Montana Supreme Court upholds decision that portion of Fergus County road is private

North of the Judith Mountains

North of the Judith Mountains and the small town of Roy is where the Mabee Road runs. This aerial shows Highway 191 which continues on to Roy.

In a majority opinion, the Montana Supreme Court has upheld a District Court judge’s ruling that an extension of the Mabee Road in Fergus County is not a public route.

Judge Beth Baker wrote the March 30 opinion, upholding District Court Judge Brenda Gilbert’s 2019 ruling. Her opinion was appealed to the state Supreme Court by the Public Land/Water Access Association.

“Viewing the evidence in the light most favorable to the Landowners, we conclude that substantial credible evidence supports the District Court’s finding that the Disputed Road is a private road,” Baker wrote. “Accordingly, we affirm the District Court’s conclusion that the Disputed Road is not a statutorily created public road.”

The disagreement over the road dates back to 2007 when the Robbins family placed a “no trespassing” sign at a gate after purchasing land they had previously leased. The gate was across a road extending north from the Mabee Road about 12 miles to Knox Ridge Road.

One landowner along the route, rancher Robert Fink, had allowed hunters Russel Offerdahl and Richard Hjort to use the road since it accesses landlocked Bureau of Land Management property. Two of those hunters were cited by a Montana Fish, Wildlife & Parks warden for trespassing after ignoring Robbins’ sign.

Mabee map

This map show land ownership along the Mabee Road was one of the court documents submitted in the lawsuit.

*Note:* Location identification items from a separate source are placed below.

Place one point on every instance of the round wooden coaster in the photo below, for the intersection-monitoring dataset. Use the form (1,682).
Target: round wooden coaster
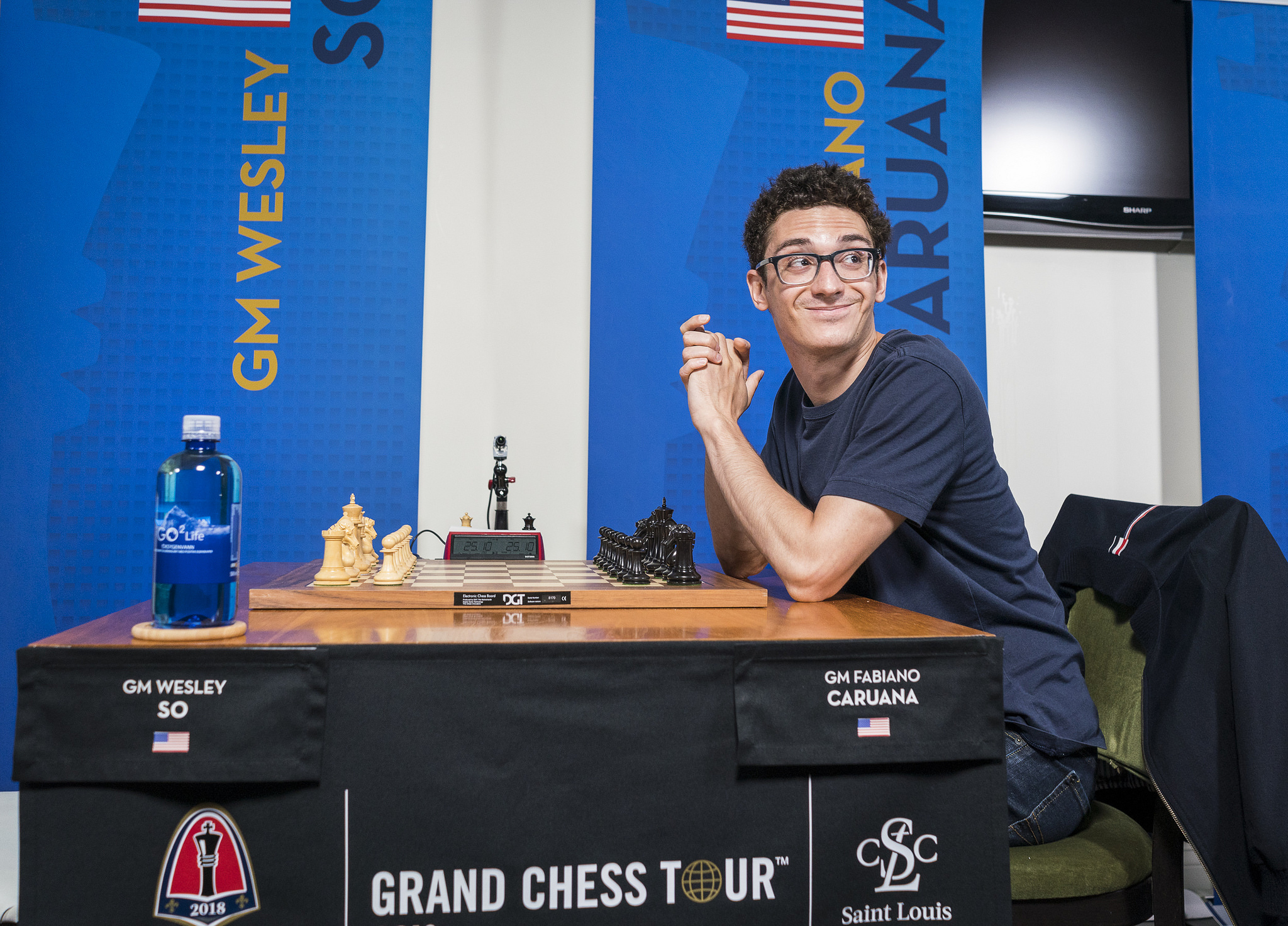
(147,631)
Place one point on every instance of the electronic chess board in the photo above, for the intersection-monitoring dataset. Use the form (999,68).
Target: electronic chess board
(505,584)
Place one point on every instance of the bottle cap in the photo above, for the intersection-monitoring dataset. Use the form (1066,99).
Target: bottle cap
(200,427)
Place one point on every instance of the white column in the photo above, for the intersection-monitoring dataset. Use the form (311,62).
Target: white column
(508,265)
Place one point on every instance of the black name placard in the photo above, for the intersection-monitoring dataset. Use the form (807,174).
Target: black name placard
(169,715)
(870,702)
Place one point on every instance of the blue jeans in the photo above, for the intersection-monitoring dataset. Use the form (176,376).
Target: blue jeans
(1046,798)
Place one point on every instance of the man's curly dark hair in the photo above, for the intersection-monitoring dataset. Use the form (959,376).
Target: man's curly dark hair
(813,184)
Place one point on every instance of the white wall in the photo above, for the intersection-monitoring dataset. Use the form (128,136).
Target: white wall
(1179,379)
(506,335)
(1074,377)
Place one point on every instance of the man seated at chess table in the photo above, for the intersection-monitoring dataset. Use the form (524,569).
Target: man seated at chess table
(879,477)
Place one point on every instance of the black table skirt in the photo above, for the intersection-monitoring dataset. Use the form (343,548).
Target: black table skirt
(525,783)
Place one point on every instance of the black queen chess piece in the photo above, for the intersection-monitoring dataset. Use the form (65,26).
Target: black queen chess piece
(683,572)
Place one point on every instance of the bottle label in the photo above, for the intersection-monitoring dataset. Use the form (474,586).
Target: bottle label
(191,548)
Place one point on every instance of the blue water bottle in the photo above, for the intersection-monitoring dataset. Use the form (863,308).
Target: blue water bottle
(197,532)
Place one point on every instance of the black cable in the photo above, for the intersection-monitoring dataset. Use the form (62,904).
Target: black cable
(433,532)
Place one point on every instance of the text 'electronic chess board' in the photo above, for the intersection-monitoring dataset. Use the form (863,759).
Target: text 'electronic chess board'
(506,584)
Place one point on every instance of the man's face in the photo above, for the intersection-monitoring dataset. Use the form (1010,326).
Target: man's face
(827,314)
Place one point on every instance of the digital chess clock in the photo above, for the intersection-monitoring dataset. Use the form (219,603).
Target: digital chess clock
(494,545)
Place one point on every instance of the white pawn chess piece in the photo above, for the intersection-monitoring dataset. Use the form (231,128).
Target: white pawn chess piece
(389,572)
(351,548)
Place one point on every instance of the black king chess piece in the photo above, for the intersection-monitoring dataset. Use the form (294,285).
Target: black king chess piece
(683,572)
(208,857)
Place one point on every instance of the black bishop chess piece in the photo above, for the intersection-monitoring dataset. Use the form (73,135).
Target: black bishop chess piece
(683,572)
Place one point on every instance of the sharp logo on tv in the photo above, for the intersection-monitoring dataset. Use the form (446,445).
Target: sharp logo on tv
(584,886)
(206,878)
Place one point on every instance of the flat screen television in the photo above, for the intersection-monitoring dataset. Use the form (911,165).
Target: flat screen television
(1086,113)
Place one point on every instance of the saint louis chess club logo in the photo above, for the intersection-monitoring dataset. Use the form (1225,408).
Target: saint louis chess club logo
(206,879)
(897,868)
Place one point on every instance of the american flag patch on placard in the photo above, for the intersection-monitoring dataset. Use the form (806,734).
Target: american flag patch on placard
(218,12)
(838,23)
(170,742)
(874,727)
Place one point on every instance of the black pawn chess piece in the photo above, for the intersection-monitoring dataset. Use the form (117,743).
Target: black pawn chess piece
(684,572)
(634,573)
(614,554)
(602,557)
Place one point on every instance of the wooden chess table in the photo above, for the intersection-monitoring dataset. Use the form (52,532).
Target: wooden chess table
(709,750)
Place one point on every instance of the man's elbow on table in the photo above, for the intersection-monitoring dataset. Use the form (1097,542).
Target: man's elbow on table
(813,584)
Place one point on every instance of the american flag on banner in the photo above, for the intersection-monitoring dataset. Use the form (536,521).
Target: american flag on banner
(871,727)
(170,742)
(218,12)
(838,23)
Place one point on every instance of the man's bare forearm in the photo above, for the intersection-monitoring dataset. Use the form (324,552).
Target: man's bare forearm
(738,554)
(763,512)
(814,553)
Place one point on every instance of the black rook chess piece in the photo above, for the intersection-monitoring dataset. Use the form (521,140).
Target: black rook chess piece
(684,572)
(633,571)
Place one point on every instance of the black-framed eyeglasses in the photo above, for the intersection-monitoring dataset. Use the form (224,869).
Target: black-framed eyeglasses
(852,265)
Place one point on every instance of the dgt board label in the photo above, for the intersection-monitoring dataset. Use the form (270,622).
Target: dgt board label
(511,599)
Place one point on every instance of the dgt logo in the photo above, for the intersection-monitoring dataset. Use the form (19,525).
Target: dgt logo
(897,869)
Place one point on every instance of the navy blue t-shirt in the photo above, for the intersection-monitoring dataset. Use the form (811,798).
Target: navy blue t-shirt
(913,436)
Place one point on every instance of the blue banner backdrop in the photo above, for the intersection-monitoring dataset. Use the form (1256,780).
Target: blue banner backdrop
(689,124)
(1241,228)
(204,218)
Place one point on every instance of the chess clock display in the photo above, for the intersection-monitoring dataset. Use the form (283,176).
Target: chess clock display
(495,545)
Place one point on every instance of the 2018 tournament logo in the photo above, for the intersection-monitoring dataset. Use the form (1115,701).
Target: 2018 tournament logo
(206,879)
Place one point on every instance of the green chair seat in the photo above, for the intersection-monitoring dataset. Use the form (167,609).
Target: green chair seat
(1108,853)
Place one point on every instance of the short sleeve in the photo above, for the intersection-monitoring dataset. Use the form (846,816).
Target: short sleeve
(908,442)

PLWA unsuccessfully tried to convince Fergus County commissioners in 2008 that the road was public. In 2010 the county attorney concluded the contested route was not “a statutorily created road.” So in 2012 PLWA filed suit. Following a five-day trial, Gilbert ruled the contested road was “private, having never been made public by landowner petition or by prescription,” according to the Supreme Court’s opinion.

PLWA had also argued the road met the requirements of a public route under a prescriptive easement definition because use had been continuous and adverse. The high court disagreed.

“PLWA’s presented testimony regarding seasonal recreational use is insufficient to demonstrate the public use was continuous and uninterrupted or to constitute adversity,” Baker wrote.

The road is shown on maps dating back to the early 1900s. During the trial, a former BLM official testified the agency had worked on the road.

Access to public lands has been a contentious issue for decades, sometimes pitting hunters and other recreationists against private landowners — often ones who have newly acquired the property. The legislature has stepped in with proposed bills over the years to try to solve the issue, but has so far been unsuccessful.

This session Sen. Steve Hinebauch, R-Wibaux, introduced Senate Bill 354 seeking to address the issue of prescriptive easements by requiring that they be filed with the state by the end of next year. The bill passed the Senate, and the House amended the legislation. The bill now awaits conference committee action.

Senate Bill 115 allows the Montana Land Board to have final authority over Montana Fish, Wildlife & Parks’ conservation easements. When FWP purchases easements public access is always a component. That bill awaits the governor’s signature.

Past legislation by Democratic lawmakers has died when they attempted to require landowners to prove a road is not public before they can legally gate and post no trespassing signs.